Judge Death is legend in the world of Dredd, but aside from the occasional trip to Deadworld by Dredd and Anderson, and something of a spurious confessional by the arch-fiend himself, this is the closest we get to seeing it in its collapse and creation, and the closest we see its ruin through the eyes of its inhabitants. It's an uneasy read, and I'm grateful it's an occasional one - I don't think the Prog could sustain such levels of misery and bleakness. The ending, when it comes, has to be one of the most downbeat since Helltrekkers.

Anyway, here's my hasty (as usual) take on what is now mainly the vision of Kendall's 'living' Deadworld Judges before the grue really hits the fan for the final time. The first Deadworld Judges were, it should be pointed out, drawn by Peter Doherty for the Young Death miniseries in the Judge Dredd Megazine. From there Greg Staples pretty much copied them wholesale in the Prog, until this new(ish) series dispensed with the mid-era virulent reds and whites and offered something more washy, dirty, and - well, unhealthy.

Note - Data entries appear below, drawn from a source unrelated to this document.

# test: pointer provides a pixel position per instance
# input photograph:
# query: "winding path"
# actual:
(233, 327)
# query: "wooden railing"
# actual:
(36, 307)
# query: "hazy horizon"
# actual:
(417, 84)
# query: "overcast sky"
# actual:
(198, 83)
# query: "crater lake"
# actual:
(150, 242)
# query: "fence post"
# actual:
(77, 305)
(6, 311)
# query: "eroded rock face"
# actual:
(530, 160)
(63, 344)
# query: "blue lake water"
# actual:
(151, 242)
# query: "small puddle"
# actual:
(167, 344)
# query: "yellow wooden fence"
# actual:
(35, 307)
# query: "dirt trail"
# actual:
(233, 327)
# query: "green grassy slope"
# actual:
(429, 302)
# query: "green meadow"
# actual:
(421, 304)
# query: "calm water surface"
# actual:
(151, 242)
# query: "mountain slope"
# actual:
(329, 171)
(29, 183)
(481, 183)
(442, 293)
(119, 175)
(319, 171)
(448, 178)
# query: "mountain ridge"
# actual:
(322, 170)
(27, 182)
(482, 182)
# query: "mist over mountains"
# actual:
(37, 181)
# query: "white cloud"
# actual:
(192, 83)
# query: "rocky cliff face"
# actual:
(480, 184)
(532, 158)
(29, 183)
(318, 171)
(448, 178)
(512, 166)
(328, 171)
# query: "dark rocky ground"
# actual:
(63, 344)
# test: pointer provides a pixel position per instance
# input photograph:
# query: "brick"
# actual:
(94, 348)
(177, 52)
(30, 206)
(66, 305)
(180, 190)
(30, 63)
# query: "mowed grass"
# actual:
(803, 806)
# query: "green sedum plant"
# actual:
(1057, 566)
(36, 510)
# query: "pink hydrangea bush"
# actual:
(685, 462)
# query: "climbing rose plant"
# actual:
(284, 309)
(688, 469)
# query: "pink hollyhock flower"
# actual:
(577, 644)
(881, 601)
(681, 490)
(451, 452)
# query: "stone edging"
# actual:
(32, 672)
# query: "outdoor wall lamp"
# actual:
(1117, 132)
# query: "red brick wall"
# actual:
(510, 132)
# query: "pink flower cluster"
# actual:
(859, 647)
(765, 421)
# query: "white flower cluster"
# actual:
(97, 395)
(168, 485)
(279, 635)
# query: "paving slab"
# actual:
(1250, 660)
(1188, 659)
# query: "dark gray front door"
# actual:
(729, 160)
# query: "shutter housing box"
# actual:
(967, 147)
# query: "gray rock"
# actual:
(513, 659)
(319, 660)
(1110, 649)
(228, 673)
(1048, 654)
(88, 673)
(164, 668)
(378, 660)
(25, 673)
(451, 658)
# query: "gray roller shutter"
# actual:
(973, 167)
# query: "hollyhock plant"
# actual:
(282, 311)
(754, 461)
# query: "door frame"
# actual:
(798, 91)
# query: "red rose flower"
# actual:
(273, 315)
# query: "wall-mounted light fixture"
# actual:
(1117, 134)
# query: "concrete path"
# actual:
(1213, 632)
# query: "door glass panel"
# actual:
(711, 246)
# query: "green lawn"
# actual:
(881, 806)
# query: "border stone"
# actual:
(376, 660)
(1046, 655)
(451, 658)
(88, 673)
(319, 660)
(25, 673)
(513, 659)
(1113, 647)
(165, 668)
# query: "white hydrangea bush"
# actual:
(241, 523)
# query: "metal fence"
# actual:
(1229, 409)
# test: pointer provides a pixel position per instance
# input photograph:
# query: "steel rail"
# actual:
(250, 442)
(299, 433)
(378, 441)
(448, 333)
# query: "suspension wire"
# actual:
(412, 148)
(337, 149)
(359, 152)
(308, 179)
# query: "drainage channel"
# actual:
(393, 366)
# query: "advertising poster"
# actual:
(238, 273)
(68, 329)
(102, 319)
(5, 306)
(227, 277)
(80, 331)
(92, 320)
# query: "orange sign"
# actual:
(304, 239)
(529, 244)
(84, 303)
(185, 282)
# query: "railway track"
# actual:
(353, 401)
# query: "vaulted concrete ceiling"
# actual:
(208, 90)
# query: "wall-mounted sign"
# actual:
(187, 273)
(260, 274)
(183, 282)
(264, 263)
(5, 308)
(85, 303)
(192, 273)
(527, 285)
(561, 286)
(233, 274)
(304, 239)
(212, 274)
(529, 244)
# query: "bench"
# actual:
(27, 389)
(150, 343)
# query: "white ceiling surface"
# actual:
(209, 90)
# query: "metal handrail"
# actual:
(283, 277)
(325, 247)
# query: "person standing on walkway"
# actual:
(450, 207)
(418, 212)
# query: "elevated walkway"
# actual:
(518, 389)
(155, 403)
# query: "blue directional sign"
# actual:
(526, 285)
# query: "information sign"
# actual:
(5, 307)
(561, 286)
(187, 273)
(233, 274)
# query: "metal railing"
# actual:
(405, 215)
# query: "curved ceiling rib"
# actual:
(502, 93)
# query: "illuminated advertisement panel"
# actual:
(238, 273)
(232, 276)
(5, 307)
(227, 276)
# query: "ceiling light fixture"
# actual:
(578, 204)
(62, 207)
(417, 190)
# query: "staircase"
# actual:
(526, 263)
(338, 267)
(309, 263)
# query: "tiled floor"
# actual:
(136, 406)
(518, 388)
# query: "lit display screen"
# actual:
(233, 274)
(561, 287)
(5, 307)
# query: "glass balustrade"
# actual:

I'm not sure what Kendall would make of other Dredd spin-offs, but for the meantime I'm happy for him to be in this series. He wears it well.

Saturday, October 27, 2018

Happy Horrordays 1: Kate Bush: 'Hammer Horror" (1978)

Today marks the beginning of a bijou series of posts themed around Halloween. Hooray!

Also, today marks the fortieth aniversary of the single release of this little number from Kate Bush.

On Point!


What is there to say about Hammer Horror? Well, just look at it. It's a marvellous slice of Seventies gothpop and, mere months after her debut Wuthering Heights (Hammer is her third single outside Japan) must have looked to the casual observer to be fully setting out Bush's stall as a specialist in supernatural and ghostly turns. In fact, according to legend the song concerns thetrical superstition and an actor assuming the role previously held by a departed friend. So, not really about the Hammer Horrors themselves, and of course, Hammer Studios never did their own version of the song's Hunchback of Notre Dame. But that said, I never really took much stock in the artist;s own description of her songs (some songs off Hounds of Love in particular.)

But that video. Here's la Bush, looking all black and velvety and witchy, with a hooded dancer helping her through some of the more physical moves executioner-style. Bush live is a tricky thing to track down, and in the examples I've seen, it seems our Kate prefered to concentrate on the dancing for this one, and in the Tour of Life footage seems to even dispense with the idea of miming.

Effective, though, and decidedly creepy - especially that last minute throat grab. Good luck getting that on before the watershed in later years, and even now it comes across as edgy.